"Quando tu stavi seduta laggiù (...) io dicevo: "Se Ella (...) mi pensa io sono vivo per lei". Ora che tu sei morta, io non dico che non sei più viva per me (...) ma vedi? E' questo, che io, ora, non sono più vivo, e non sarò più vivo per te mai più!" (Pirandello.)
Voglio iniziare questo articolo con le toccanti parole che Pirandello rivolge alla madre morta, perché esemplificano efficacemente quello che s'intende per Origine non già come luogo geografico di provenienza, (la terra in cui si è nati), piuttosto Origine come luogo mentale, stato psichico primario. Questi, al contrario della provenienza territoriale che è suscettibile di trasferimenti, cambiamenti, migrazioni, è il punto d'inizio dal quale si incomincia a percepire l'essere nel mondo e che racchiude la storicità dell'individuo.
Più che una sensazione si tratta di una condizione mentale, resa possibile e fruibile dalla presenza delle cure materne che danno al bambino la percezione di sé nel mondo in assetto armonico. Parafrasando Pirandello, l'individuo sente di esistere se è vivo nella mente della madre.

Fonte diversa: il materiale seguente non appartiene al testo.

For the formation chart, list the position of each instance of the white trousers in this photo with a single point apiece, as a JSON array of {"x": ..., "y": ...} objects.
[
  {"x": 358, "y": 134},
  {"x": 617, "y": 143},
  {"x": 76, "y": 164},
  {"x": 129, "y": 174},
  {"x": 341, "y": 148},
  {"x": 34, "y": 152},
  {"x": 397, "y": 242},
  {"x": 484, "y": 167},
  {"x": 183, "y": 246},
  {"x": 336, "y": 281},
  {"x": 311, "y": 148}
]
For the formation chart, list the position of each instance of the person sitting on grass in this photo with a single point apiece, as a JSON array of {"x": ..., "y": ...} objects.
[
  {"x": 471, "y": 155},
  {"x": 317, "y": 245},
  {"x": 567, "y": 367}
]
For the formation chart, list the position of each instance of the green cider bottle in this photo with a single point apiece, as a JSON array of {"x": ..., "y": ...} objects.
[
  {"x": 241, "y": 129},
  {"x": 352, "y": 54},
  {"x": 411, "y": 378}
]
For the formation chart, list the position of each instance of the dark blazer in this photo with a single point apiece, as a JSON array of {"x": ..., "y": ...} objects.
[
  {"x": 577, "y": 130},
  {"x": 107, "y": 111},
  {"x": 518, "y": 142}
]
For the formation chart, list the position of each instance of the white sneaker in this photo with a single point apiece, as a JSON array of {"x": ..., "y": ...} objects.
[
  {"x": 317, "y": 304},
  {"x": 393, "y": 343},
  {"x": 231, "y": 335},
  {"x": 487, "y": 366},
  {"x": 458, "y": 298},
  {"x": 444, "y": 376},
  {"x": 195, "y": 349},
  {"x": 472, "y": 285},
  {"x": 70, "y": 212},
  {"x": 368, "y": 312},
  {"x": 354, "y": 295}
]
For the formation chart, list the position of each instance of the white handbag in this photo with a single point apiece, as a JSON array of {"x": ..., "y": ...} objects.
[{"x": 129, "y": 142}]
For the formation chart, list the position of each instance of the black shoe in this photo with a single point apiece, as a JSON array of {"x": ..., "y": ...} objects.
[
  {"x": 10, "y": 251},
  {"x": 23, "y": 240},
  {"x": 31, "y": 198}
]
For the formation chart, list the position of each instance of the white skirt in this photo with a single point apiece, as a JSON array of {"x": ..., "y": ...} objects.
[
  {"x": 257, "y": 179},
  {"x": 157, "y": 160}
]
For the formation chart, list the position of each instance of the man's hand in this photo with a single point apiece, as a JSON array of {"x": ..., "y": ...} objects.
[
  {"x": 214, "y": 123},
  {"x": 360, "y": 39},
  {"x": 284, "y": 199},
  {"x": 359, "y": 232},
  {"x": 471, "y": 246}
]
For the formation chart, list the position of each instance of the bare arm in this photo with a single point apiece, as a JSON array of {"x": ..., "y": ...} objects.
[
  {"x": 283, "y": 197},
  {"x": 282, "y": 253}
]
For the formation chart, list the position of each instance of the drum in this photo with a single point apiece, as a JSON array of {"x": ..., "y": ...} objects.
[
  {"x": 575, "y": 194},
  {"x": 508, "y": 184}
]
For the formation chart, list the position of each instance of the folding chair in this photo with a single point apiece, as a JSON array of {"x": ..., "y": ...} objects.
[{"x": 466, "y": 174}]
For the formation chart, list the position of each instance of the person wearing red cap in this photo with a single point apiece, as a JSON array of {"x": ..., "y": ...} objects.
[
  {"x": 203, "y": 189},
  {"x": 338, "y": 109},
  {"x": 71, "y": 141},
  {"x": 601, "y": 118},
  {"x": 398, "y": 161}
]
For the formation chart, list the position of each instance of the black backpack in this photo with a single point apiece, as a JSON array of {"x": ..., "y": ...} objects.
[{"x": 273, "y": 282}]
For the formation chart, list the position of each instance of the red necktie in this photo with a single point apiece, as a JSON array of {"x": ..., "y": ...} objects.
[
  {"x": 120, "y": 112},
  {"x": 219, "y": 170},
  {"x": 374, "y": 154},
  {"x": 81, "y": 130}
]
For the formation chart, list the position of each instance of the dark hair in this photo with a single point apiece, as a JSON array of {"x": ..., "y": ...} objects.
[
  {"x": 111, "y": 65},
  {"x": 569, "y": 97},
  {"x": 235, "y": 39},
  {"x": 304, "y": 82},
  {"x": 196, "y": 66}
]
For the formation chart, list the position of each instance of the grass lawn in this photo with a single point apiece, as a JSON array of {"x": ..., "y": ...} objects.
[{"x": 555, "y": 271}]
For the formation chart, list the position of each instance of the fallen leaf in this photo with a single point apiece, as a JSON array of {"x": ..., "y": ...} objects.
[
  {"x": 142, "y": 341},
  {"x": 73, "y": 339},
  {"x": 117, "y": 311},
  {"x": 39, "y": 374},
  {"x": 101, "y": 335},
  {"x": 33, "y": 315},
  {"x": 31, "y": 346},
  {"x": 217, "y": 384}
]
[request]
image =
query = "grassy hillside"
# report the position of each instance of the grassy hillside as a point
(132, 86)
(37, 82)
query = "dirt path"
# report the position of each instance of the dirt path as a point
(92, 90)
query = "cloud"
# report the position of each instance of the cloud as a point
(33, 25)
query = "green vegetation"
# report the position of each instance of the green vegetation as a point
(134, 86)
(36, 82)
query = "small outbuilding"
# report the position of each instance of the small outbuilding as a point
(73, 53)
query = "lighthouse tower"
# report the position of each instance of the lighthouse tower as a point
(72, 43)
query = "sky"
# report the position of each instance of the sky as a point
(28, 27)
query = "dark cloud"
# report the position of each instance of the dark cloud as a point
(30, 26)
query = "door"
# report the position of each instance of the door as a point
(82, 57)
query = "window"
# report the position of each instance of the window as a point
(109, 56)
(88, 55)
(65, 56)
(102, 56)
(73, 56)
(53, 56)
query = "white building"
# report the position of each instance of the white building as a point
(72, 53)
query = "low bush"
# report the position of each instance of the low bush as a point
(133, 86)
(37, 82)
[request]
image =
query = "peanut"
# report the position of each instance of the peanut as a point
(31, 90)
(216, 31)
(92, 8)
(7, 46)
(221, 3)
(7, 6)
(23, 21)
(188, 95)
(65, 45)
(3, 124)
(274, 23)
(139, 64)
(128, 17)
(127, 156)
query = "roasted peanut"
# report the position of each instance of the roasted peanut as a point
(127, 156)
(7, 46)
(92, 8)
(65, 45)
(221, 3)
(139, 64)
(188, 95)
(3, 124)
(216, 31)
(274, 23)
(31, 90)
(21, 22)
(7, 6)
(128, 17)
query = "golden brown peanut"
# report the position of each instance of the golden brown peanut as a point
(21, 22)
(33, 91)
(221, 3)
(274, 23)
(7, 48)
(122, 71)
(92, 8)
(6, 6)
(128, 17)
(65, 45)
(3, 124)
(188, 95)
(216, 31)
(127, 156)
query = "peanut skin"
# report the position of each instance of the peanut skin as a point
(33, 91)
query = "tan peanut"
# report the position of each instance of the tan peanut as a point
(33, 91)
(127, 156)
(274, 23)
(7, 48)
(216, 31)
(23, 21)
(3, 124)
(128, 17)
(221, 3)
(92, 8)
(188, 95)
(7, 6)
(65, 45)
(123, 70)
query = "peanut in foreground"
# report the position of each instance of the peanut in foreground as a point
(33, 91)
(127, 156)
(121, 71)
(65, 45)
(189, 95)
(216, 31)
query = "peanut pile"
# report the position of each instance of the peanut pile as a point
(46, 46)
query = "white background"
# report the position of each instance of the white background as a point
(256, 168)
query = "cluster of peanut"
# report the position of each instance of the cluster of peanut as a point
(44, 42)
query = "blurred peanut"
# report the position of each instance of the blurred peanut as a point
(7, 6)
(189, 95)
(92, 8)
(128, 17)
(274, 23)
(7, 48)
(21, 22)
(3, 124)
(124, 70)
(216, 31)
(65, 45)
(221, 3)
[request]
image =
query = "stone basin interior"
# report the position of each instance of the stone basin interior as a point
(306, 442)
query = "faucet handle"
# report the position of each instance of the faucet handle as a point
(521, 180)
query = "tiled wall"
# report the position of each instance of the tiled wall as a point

E' noto che quando il bambino, soprattutto durante la prima infanzia (0-3), è sottoposto a situazioni traumatiche, va incontro a frammentazioni, cioè si rompe qualcosa dentro di sé, si dice allora che si rompe la continuità del sé (Winnicott); ciò avviene anche perché l'equipaggiamento psicologico di cui dispone a quell'età non è abbastanza maturo e funzionale per affrontare stimoli che provengono dal mondo esterno che siano o troppo forti d'intensità o troppo insistenti, insinuanti, subdoli, e, soprattutto, mancanti di senso, incongrui, confusivi. Succede allora che il piccolo, se viene a mancargli l'accurato e puntuale supporto materno, non potendosi difendere adeguatamente, come succederà in seguito quando lo strumentario psichico sarà maturo, crolla psicologicamente; interviene cioè una sorta di blackout delle funzioni percettive e subentra un disorientamento emotivo molto forte che assume cifre disorganizzanti.
Poiché chi non ha subito questa devastante esperienza può non coglierne il patos, userò una metafora per dare al lettore un'idea di ciò che succede o, di più, tenterò di riprodurre uno stato emotivo che serva ad immedesimarsi poiché è molto importante, a volte, riuscire a provare, anche in parte, lo stato emotivo di chi vorremmo comprendere ed aiutare.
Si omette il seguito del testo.